Segundo o especialista em Ortodontia e Ortopedia Facial pela USP, Pedro Benatti, não há limite de idade para o tratamento ortodôntico. Ele pode levar um pouco mais de tempo do que em crianças, porém os resultados melhoram a estética do sorriso e corrigem problemas funcionais da mastigação. Atualmente, de 20% a 25%  dos pacientes ortodônticos são adultos, de acordo com Benatti. “O tempo de tratamento varia de acordo com cada caso, porém um tempo médio é de um a três anos”, afirma.

Para o consultor do Instituto Pedro Martinelli Pró-Odontologia, Rodrigo Bueno, geralmente as questões estéticas decorrem de um comprometimento funcional associado - dentes remontados ou com mal encaixe na mastigação. “O que leva a conclusão que a motivação estética do paciente para encarar o tratamento indiretamente o beneficia sob o ponto de vista pratico e funcional, pela melhora da distribuição dos dentes na arcada”, explica. A diferença da ortodontia para adultos e jovens na fase de crescimento é que a base do tratamento está no uso do espaço disponível, já que o adulto não mais crescerá. “Já na criança ou adolescente em crescimento, é possível estimular e projetar o alinhamento dos dentes, de forma harmônica, com o crescimento facial projetado e por vezes estimulado àquele paciente”, afirma Bueno.

Segundo Benatti, há dois casos em que o uso é contra indicado: no caso do uso de implantes e quem apresenta doenças na gengiva. “Aparelho não movimenta implantes. Uma vez que os implantes são colocados, eles não se movimentam”, diz. É importante consultar inicialmente um ortodontista para avaliar a correta posição dos dentes, para então realizar a movimentação desejada e finalmente a colocação dos implantes dentários.
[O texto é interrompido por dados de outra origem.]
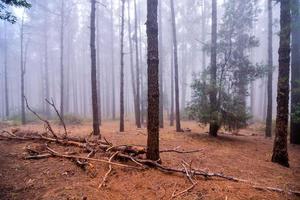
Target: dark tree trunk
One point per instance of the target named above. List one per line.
(295, 85)
(203, 34)
(138, 109)
(178, 126)
(213, 125)
(270, 70)
(153, 86)
(131, 66)
(22, 68)
(98, 71)
(172, 91)
(113, 104)
(122, 71)
(46, 75)
(62, 19)
(280, 153)
(5, 73)
(96, 130)
(161, 96)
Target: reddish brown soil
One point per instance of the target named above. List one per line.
(245, 157)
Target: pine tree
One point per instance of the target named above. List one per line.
(96, 130)
(153, 83)
(280, 153)
(295, 79)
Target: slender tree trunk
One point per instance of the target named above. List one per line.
(96, 130)
(98, 71)
(5, 73)
(62, 19)
(132, 67)
(161, 100)
(295, 85)
(153, 85)
(178, 126)
(122, 71)
(280, 153)
(203, 34)
(46, 80)
(172, 91)
(270, 71)
(22, 69)
(213, 125)
(112, 63)
(138, 109)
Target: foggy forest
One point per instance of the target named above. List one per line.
(149, 99)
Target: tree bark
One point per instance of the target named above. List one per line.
(98, 71)
(161, 97)
(270, 70)
(138, 109)
(22, 69)
(178, 126)
(153, 85)
(295, 67)
(213, 125)
(112, 62)
(172, 91)
(5, 73)
(46, 67)
(62, 19)
(280, 153)
(96, 130)
(122, 70)
(203, 34)
(131, 66)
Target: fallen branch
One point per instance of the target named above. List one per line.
(55, 153)
(59, 116)
(42, 119)
(108, 172)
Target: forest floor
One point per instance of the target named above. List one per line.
(245, 155)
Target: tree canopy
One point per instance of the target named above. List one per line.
(5, 12)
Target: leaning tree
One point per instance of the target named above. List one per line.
(153, 86)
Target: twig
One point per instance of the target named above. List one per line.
(108, 172)
(55, 153)
(177, 151)
(59, 116)
(40, 118)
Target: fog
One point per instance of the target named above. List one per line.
(47, 23)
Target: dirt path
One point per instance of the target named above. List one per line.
(246, 157)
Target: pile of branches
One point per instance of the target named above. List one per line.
(126, 156)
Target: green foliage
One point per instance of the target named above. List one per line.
(6, 14)
(234, 69)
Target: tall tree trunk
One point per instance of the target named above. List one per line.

Já as doenças de gengiva, como a gengivite e a periodontite, devem ser cuidadosamente avaliadas antes de iniciar o tratamento ortodôntico. “Os dentes não devem ser movimentados na presença da doença periodontal, pois pode ocasionar uma exacerbação da doença, levando à perda de suporte para o dente. Uma vez controlada a doença, pode-se movimentar os dentes”, diz.

O especialista alerta que o acúmulo de placa, restos alimentares e cárie; quebra constante do aparelho, falta de uso dos acessórios como planejados e falta nas consultas, terão consequências nos resultados desejados, além de delongar o tratamento. Segundo Benatti, os adultos buscam os aparelhos ortodônticos em busca de uma melhor distribuição da mastigação, diminuindo o desgaste dos dentes, maior e melhor habilidade para higienização bucal e fechamento de espaços, ou abertura de espaços entre os dentes, para a colocação de implantes dentários. “A busca por um sorriso alinhado e harmonioso é a razão principal pelo procura do adulto pelo aparelho ortodôntico. A correção do posicionamento dos dentes tem um profundo efeito no aumento da autoestima do paciente”, afirma o especialista.
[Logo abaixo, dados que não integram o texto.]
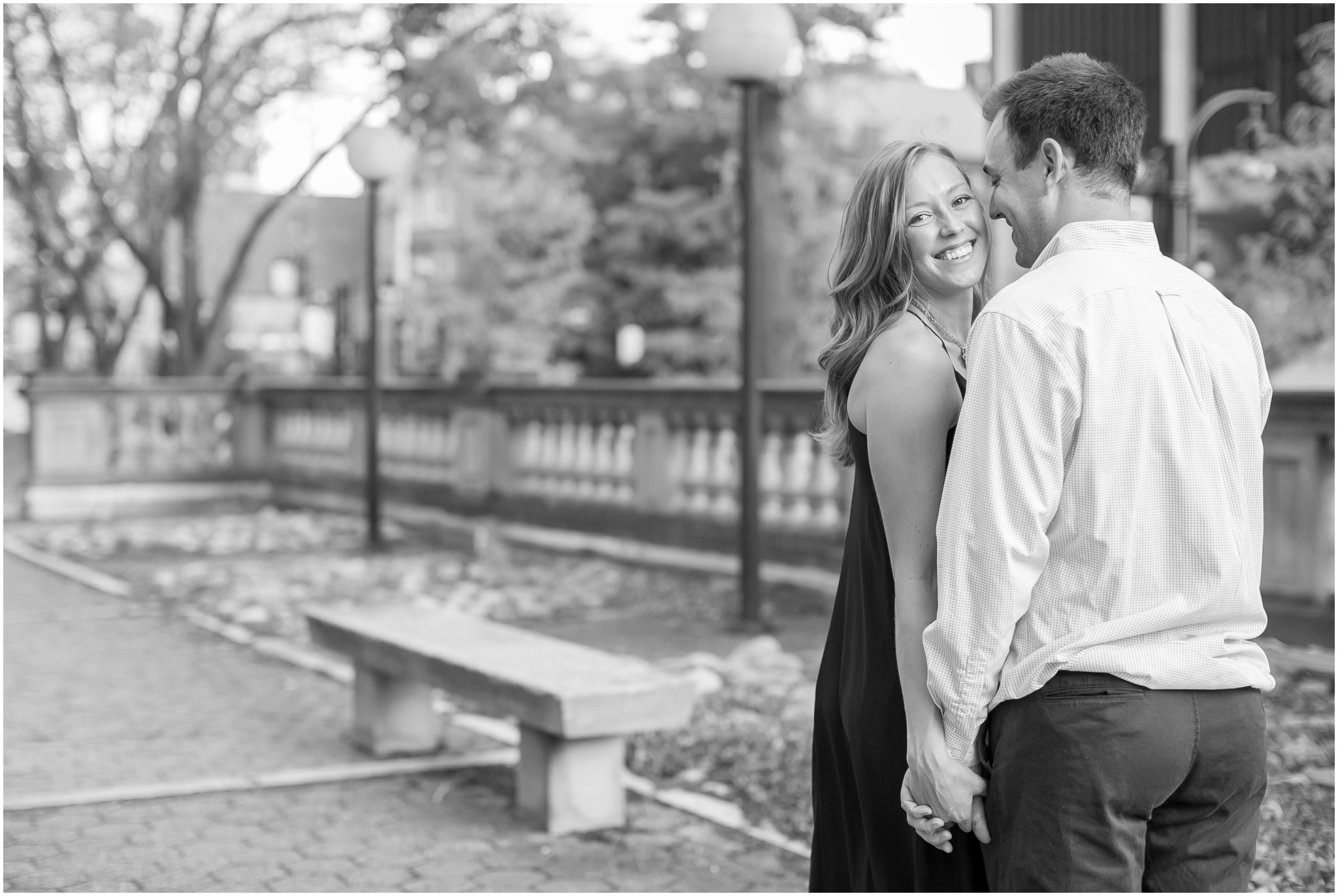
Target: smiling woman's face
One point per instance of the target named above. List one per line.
(945, 228)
Em relação aos adultos sofrerem preconceito por utilizar aparelho, Bueno acredita que esse problema está muito mais no imaginário das pessoas do que na prática, especialmente com o advento dos aparelhos de acabamentos mais estéticos. Ele cita como exemplo artistas de televisão que fizeram tratamento ortodôntico, e compreenderam que o aparelho representa uma pequena fase de eventual desconforto se comparada aos benefícios que trará ao longo da vida, pela estética e função proporcionadas.